China recently adopted new amendments to the PRC Company Law. They took effect on March 1, 2014. The amendments eliminate the minimum capital requirements and ease statutory procedures for company establishment. How the amendments will be put into practice will be known when the implementing rules are published.
Minimum Registered Capital
The amendments will remove the minimum registered capital requirements, which are, under prior law, RMB 30,000 for most limited liability companies and RMB 5,000,000 for joint stock limited companies. Thus, investors may determine the registered capital of companies solely based on their business objectives and arrangements, except for companies subject to minimum registered capital requirements imposed by any other applicable law. For instance, a company in the value-added telecom service industry will have to comply with the minimum registered capital requirement of no less than RMB 1 million under the rules of the State Council.
The amendments will eliminate the requirement that no less than 30 percent of the registered capital of a limited liability company be cash. Investors may make 100 percent of their capital contribution in non-cash assets such as intellectual property or land use rights. However, it remains to be seen whether this is more than a theoretical possibility, as the implementing rules may include some minimum ratio of cash to non-cash contribution.
Record and Timing of Capital Contribution
Under the amendments, companies are no longer required to register the amount of paid-up capital with the Company Registry maintained by the local Administration of Industry and Commerce and need only record the amount in the company’s shareholder registry.
Currently companies can only register payment of registered capital after an accounting firm has verified that payment has in fact been paid. With the elimination of the registration requirements, companies no longer have to have accountant’s verification report.

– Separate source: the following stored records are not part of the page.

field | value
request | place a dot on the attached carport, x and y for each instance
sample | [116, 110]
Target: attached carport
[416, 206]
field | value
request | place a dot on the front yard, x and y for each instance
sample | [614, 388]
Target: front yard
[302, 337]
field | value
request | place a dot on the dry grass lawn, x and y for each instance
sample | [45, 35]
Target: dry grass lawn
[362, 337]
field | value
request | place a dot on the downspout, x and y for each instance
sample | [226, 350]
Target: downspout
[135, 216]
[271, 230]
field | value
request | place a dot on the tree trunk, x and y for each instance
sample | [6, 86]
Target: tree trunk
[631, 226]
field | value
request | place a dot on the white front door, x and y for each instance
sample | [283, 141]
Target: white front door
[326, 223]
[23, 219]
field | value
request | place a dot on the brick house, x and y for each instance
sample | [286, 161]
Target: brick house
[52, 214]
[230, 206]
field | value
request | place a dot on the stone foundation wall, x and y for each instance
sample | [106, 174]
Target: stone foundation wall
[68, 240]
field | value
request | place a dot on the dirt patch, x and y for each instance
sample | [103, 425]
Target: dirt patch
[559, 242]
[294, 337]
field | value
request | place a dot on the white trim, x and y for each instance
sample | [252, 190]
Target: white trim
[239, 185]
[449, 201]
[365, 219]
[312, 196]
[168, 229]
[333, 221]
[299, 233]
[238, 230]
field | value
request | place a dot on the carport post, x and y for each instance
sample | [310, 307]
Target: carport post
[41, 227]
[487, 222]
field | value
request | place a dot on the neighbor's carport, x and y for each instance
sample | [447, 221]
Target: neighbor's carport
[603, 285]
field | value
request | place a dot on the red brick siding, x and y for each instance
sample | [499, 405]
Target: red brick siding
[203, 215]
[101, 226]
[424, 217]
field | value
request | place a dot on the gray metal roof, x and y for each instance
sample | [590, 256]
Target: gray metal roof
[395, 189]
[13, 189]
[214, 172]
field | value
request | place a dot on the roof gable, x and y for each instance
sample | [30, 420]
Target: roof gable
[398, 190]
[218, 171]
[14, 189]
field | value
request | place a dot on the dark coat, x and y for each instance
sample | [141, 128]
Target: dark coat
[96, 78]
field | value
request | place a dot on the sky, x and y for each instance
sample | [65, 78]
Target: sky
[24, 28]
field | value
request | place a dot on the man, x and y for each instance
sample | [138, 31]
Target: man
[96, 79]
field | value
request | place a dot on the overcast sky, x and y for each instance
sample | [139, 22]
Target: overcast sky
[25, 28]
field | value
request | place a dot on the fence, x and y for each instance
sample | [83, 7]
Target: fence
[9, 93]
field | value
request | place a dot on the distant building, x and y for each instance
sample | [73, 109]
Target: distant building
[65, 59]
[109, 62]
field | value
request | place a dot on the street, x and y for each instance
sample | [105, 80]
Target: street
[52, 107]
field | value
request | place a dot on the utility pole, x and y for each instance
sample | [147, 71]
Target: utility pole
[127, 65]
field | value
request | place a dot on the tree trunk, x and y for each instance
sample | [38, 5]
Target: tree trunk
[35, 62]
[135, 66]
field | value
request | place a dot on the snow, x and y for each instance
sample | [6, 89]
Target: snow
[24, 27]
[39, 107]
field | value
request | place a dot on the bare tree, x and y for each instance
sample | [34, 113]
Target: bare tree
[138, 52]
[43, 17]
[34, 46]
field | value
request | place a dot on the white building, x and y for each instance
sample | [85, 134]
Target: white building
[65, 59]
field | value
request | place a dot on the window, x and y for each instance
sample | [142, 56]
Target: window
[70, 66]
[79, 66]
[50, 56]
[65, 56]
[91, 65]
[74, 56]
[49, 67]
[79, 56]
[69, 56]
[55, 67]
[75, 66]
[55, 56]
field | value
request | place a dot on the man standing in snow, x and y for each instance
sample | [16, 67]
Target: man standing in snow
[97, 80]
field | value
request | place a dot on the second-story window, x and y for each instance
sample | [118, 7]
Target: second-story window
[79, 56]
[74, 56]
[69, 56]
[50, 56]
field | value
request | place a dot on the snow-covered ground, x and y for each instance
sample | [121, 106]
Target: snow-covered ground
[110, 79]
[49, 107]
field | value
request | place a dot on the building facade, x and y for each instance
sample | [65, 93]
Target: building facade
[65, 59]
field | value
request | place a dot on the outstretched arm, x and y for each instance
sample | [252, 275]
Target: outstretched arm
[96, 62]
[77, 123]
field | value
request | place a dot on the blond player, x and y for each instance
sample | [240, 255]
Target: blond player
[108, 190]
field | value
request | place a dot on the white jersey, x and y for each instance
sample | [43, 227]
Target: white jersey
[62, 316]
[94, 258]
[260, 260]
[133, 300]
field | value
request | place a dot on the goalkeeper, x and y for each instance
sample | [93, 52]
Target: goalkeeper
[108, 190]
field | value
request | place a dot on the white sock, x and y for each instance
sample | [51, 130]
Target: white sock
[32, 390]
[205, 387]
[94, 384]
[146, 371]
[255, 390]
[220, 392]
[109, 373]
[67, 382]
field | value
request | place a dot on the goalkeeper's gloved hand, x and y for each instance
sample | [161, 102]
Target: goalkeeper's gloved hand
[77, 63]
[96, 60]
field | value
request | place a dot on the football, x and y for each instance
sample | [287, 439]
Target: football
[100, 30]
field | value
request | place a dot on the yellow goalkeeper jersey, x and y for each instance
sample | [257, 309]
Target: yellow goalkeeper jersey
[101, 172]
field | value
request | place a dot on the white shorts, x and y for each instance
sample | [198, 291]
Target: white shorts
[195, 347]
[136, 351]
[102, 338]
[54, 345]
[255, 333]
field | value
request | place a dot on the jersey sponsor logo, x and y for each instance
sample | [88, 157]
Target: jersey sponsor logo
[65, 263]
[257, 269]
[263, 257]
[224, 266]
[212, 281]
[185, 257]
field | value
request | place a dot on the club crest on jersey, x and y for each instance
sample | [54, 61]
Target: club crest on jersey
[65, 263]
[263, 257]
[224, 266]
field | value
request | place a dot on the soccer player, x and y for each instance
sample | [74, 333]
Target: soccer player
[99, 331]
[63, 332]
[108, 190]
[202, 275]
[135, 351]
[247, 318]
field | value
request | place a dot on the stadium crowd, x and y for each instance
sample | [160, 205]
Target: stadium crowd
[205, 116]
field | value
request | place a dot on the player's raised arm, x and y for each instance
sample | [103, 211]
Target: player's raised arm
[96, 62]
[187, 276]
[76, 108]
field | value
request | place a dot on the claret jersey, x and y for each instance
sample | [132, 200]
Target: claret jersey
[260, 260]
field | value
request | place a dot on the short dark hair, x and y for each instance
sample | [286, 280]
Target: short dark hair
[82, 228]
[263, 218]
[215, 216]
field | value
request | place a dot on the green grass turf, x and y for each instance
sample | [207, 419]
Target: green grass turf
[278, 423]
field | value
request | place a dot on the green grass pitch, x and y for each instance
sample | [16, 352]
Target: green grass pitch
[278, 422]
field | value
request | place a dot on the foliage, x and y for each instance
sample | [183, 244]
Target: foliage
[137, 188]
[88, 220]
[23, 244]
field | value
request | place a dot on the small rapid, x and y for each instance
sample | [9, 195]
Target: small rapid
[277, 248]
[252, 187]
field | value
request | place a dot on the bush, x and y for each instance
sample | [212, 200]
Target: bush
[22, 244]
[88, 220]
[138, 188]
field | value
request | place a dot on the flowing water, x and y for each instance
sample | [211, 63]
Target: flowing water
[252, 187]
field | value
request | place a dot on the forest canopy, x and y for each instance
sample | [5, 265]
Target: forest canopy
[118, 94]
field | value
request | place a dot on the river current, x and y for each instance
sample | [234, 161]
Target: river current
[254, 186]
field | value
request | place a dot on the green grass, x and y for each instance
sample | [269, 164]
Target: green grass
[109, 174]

Under the amendments, shareholders need not pay the first installment of their capital contribution, which is 20 percent of the registered capital, upon registration, as prior law required. Therefore, investors may not need to make immediate capital contributions at the time companies are established. Before the amendments, the Company Law required full payment of capital contributions within two years for a non-holding company (five years for a holding company) after the establishment of the company. This is no longer required.
Application to Foreign-Invested Enterprises (FIEs)
Foreign-invested enterprises (including equity joint ventures, cooperative joint ventures and wholly foreign owned enterprises) have also been subject to other statutory requirements for decades.
When the Company Law was first amended in 2008, the minimum registered capital requirement for domestic companies was reduced to RMB 30,000 (approximately US$5,000 at the current exchange rate), which, at least theoretically, should apply to FIEs. However, in practice, many local approving and registering authorities continued to insist on the pre-amendment standard of a minimum registered capital of US$120,000. This practice was allegedly supported by the discretion provided under the laws for FIEs, under which the registered capital of an FIE must be compatible with the FIE’s business scope.
Although we believe that gradually, FIEs will be treated equally with domestic companies in many material aspects, whether these new amendments to the Company Law will apply to FIEs in the short run remains uncertain. Specifically, without any substantial revisions to existing regulations applicable to FIEs, local authorities still have great discretion to impose requirements that are more onerous than those applicable to domestic companies.
Impact of the New Amendments
The amendments, if fully implemented, will lessen substantially the regulatory burden for establishing a company in China and give investors flexibility to determine how much capital to contribute to a company and when and in what form to make the contribution. Many hope these amendments will apply to companies that were set up before March 1, 2014 and allow them to reduce their registered capital. Even then, companies established before the amendments came into effect may still have to go through the same, fairly onerous process for registered capital reduction.
Furthermore, in China, laws are subject to further implementing rules or interpretations issued by relevant authorities. As the amendments introduce fairly radical changes to existing practices, we cannot predict whether the agencies responsible for implementing the amendments will narrow the scope of the new amendments.